Albert prit peur. Physiquement, Don avait vingt ans de moins que lui et quinze centimètres de plus. Il attrapa sa mallette en aluminium et remonta précipitamment l’escalier, tandis que Don aidait Gunter à se relever.

Don savait ce qui avait dû se passer. Après avoir appris la mort de Sarah, McGavin avait repensé à la dernière fois qu’il l’avait vue, et en se remémorant la scène, il avait dû se rendre compte que Gunter avait vu Sarah appliquer la clef de décodage, et qu’il savait donc probablement en quoi elle consistait.

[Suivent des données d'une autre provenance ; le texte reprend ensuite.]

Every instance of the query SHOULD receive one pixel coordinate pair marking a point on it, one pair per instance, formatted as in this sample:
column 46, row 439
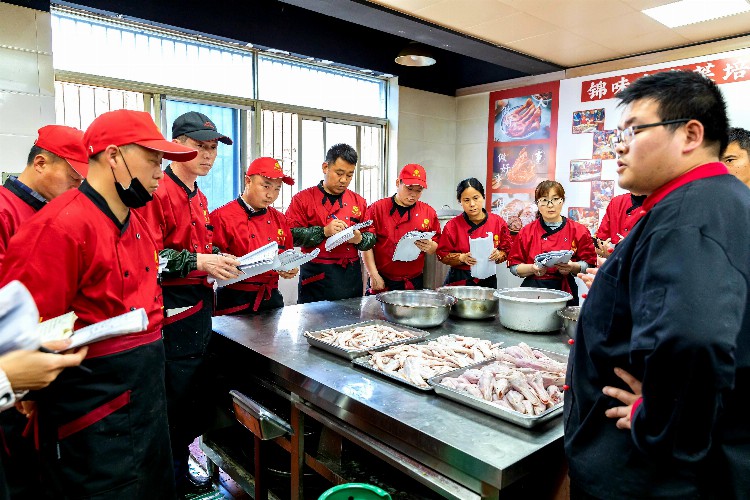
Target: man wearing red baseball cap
column 57, row 162
column 180, row 220
column 248, row 223
column 392, row 218
column 103, row 434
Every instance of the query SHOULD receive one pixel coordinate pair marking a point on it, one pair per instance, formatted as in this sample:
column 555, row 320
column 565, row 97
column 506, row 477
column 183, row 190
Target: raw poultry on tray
column 415, row 363
column 364, row 337
column 523, row 380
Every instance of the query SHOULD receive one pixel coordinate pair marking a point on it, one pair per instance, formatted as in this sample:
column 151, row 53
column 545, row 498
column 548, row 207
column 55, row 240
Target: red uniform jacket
column 74, row 256
column 16, row 206
column 311, row 207
column 534, row 239
column 179, row 219
column 458, row 230
column 620, row 217
column 389, row 226
column 238, row 231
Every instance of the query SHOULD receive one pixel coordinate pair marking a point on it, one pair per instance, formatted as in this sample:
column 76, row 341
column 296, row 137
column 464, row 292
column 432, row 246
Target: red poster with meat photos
column 522, row 132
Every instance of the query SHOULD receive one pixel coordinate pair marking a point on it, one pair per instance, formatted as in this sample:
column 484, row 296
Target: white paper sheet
column 294, row 258
column 19, row 318
column 549, row 259
column 257, row 262
column 406, row 250
column 342, row 237
column 57, row 328
column 130, row 322
column 480, row 249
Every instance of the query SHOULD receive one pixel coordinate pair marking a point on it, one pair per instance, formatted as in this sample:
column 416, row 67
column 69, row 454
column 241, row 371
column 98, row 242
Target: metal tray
column 498, row 411
column 364, row 362
column 313, row 338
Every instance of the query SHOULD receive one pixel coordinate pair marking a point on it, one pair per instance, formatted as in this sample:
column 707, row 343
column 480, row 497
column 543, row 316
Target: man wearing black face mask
column 180, row 220
column 104, row 434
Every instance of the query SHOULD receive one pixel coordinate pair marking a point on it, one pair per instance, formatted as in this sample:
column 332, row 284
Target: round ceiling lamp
column 415, row 54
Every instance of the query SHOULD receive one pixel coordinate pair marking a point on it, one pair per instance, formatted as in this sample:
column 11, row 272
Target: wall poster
column 521, row 150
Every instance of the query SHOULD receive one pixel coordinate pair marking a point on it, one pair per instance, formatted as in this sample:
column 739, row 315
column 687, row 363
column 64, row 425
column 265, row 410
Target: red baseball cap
column 268, row 167
column 67, row 143
column 124, row 127
column 413, row 174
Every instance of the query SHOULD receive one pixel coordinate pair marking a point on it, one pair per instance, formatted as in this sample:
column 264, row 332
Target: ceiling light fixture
column 415, row 54
column 687, row 12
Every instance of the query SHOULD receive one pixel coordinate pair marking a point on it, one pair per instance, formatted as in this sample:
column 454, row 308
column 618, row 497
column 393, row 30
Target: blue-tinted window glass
column 224, row 182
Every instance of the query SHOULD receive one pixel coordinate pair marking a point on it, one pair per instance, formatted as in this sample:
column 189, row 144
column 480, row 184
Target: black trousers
column 188, row 382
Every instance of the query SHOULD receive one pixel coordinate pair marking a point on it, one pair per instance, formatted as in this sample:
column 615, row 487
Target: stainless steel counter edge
column 458, row 441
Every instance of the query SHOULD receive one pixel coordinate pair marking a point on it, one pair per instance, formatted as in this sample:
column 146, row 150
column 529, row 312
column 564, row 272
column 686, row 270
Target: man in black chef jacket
column 661, row 361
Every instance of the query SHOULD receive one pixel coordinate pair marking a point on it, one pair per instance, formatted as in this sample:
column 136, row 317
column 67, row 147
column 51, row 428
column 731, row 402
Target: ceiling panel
column 551, row 29
column 462, row 14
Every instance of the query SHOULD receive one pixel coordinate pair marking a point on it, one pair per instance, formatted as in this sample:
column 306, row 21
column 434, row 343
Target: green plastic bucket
column 355, row 491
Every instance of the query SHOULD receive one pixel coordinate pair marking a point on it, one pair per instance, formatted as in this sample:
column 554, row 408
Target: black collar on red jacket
column 401, row 209
column 552, row 230
column 332, row 198
column 473, row 227
column 25, row 193
column 187, row 190
column 249, row 211
column 101, row 204
column 636, row 201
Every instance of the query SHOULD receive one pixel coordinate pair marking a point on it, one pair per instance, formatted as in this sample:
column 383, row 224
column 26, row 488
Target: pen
column 80, row 367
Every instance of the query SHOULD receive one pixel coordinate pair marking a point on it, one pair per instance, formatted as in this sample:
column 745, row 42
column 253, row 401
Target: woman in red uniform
column 551, row 231
column 475, row 222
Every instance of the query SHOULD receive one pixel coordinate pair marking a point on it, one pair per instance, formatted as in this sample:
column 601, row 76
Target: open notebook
column 406, row 250
column 257, row 262
column 294, row 258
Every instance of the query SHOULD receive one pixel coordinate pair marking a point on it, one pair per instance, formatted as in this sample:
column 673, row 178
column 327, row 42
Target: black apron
column 334, row 281
column 415, row 283
column 115, row 419
column 461, row 277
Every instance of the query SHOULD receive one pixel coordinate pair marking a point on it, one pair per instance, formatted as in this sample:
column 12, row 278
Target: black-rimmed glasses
column 626, row 136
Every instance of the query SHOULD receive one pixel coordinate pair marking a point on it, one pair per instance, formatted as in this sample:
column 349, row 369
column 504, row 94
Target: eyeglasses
column 626, row 136
column 550, row 203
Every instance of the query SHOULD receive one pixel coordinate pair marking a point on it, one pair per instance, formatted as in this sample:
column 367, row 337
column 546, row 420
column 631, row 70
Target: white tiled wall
column 26, row 81
column 427, row 135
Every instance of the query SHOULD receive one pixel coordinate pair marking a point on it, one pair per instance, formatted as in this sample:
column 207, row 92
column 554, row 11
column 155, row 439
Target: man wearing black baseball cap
column 180, row 220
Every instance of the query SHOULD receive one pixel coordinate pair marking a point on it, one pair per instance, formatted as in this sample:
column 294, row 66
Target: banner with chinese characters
column 586, row 165
column 726, row 70
column 521, row 149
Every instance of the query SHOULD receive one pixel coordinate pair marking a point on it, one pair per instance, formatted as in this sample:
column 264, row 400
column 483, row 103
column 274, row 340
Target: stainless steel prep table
column 457, row 451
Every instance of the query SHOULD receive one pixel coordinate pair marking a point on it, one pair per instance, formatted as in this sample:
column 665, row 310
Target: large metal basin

Absolument livide de rage, Don ordonna à son téléphone d’appeler McGavin. Au bout de deux sonneries, une voix qu’il connaissait bien répondit :

— McGavin Robotics. Bureau du président.

— Hello, Miss Hashimoto. C’est Donald Halifax. J’aimerais parler à Mr McGavin.

— Je suis désolée, mais il n’est pas disponible pour l’instant.

Don lui dit d’une voix glaciale :

— Veuillez noter ce message : dites-lui qu’il me rappelle impérativement aujourd’hui.

— Je ne peux pas vous promettre que Mr McGavin…

— Faites-lui passer le message, dit Don, c’est tout ce que je vous demande.